Crateús é um município cearense limítrofe com o estado do Piauí. Da área urbana da cidade até a sede da Reserva Particular do Patrimônio Natural (RPPN) Serra das Almas – a maior do Ceará – é pouco mais de uma hora. Na chegada, o deslumbre. São mais de 6 mil hectares que há mais de duas décadas resguardam uma Caatinga ainda preservada – parte dela restaurada –, e que mostram as múltiplas nuances dessa que é considerada a floresta semiárida mais biodiversa do mundo, a despeito do estereótipo que vincula o bioma a imagem de um ambiente seco, inóspito e sem vida. 

Nessa época do ano, a Caatinga atravessa o final da temporada chuvosa. A cor predominante na mata caatingueira ainda é o verde. Mas em breve essa paisagem irá se transformar na “mata branca” que dá nome ao bioma – do Tupi, “Caa” significa mata e “tinga” branca. Com a queda das folhas de grande parte da formação florestal do bioma, é o branco que tinge a Caatinga durante a seca. Isso porque os troncos esbranquiçados, então, ficam à mostra. Como se entrassem em um modo “econômico”, essas árvores despem-se de folhas para reduzir a perda de água pela transpiração em períodos prolongados seca. 

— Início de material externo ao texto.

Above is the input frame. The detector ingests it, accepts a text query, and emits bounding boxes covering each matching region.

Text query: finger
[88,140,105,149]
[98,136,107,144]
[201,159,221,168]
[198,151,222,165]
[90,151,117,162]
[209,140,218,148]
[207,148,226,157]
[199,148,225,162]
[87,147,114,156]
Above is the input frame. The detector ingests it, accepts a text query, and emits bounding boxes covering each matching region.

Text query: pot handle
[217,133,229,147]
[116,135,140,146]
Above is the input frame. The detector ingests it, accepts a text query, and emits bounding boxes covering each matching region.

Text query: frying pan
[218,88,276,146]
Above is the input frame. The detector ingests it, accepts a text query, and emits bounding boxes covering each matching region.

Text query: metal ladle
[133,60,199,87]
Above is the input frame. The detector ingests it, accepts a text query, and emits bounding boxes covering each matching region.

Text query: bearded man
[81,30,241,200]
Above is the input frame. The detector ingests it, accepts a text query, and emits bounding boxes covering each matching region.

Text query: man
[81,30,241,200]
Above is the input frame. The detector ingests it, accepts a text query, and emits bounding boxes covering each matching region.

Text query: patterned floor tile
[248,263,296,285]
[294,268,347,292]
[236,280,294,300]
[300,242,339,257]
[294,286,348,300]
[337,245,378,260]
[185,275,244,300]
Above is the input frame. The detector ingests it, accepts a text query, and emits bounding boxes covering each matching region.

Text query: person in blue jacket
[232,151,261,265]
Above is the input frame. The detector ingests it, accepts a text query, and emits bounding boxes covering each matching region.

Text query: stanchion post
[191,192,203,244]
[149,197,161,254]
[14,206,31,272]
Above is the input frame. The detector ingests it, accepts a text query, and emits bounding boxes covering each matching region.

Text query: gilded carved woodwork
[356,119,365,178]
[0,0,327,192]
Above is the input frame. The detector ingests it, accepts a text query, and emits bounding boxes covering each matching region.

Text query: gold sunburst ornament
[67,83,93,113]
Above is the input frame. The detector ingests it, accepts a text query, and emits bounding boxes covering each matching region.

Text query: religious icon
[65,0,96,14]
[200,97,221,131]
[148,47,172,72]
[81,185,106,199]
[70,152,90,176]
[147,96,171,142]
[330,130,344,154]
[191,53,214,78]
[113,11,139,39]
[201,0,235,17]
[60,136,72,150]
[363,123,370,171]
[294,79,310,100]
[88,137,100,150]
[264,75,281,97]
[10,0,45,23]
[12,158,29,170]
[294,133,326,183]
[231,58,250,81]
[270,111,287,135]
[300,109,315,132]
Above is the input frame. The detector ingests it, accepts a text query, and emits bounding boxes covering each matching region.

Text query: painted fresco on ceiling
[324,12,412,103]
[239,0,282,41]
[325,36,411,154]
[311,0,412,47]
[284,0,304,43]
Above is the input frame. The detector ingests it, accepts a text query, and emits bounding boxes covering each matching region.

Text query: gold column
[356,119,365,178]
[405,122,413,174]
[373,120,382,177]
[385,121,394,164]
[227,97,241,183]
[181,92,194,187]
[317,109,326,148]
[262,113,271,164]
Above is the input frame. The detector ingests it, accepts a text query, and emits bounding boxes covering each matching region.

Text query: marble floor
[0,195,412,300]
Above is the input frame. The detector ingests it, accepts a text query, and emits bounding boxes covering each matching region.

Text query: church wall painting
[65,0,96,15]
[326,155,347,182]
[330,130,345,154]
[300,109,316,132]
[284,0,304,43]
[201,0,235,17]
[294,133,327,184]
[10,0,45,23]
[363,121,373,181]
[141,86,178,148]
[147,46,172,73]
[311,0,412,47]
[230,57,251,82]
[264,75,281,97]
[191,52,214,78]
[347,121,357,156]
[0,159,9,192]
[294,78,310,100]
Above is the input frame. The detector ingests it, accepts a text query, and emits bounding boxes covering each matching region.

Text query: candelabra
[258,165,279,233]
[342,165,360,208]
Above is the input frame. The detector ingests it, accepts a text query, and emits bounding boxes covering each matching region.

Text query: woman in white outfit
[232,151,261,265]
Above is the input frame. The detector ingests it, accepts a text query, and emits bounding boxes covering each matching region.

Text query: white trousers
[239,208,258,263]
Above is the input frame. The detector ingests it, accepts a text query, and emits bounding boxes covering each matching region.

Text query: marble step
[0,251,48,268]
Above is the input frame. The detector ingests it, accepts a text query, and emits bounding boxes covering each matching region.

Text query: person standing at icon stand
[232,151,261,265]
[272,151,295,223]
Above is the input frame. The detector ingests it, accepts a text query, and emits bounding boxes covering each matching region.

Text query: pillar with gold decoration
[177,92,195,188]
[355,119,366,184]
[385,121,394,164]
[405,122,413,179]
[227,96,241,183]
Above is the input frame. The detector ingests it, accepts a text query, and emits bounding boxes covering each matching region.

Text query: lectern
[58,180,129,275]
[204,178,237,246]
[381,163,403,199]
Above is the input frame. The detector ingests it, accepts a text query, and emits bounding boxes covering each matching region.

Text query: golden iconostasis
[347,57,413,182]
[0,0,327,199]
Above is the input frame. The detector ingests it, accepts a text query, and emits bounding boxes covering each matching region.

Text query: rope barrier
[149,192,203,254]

Caatinga arbórea na Reserva Particular do Patrimônio Natural (RPPN) Serra das Almas, em Crateús, no Ceará. Foto: Michael Esquer / ((o))eco

“Faz parte da dinâmica do bioma ter um período onde ocorre o desfolhamento. Mas não quer dizer que seja uma natureza morta. Quer dizer que está em um período de hibernação. Logo que há uma chuva tudo isso se recupera e, rapidamente, as folhas crescem e retomam seu vigor, mantendo a biodiversidade não só das plantas, mas também dos animais que compartilham desse ambiente”, explica o geólogo Washington Franca Rocha, professor do Programa de Pós-Graduação em Modelagem em Ciências da Terra e do Ambiente na Universidade Estadual de Feira de Santana (PPGM-Uefs), na Bahia. 

Prova do funcionamento desse ecossistema é a rica fauna e flora abrigadas por este semiárido biodiverso onde se insere a Caatinga. De fauna, segundo o Ministério do Meio Ambiente e Mudança do Clima (MMA), são mais de mil espécies sobre as quais se conhece o estado de conservação, sendo que destas mais de uma centena estão ameaçadas de extinção. Já de flora, são quase cinco mil – entre as que se conhece o estado de conservação, 30% também estão ameaçadas de extinção em algum nível. 

Arte: Gabriela Güllich/Fonte: Ministério do Meio Ambiente e Mudança do Clima (MMA).

Entretanto, o que se encontra nesse refúgio de fauna e flora, na qual também se transformou a RPPN Serra das Almas – a reserva abriga 323 espécies de plantas e 353 de fauna –, é, ao mesmo tempo, um microcosmo à parte, que contrasta com a realidade que tem transformado – e ameaçado – a paisagem da Caatinga nos últimos anos. 

Entre todos os biomas do país, por exemplo, foi a Caatinga quem teve o segundo maior aumento percentual da taxa de desmatamento de 2020 para 2021 – um aumento de quase 90%. Crateús (CE) mesmo, onde fica a maior parte da RPPN Serra das Almas – uma pequena porção está inserida em Buriti dos Montes (PI) –, está entre os cinco municípios que tiveram a maior área desmatada no Ceará em 2021, segundo levantamento apresentado pelo MapBiomas no Dia Nacional da Caatinga (28 de abril).  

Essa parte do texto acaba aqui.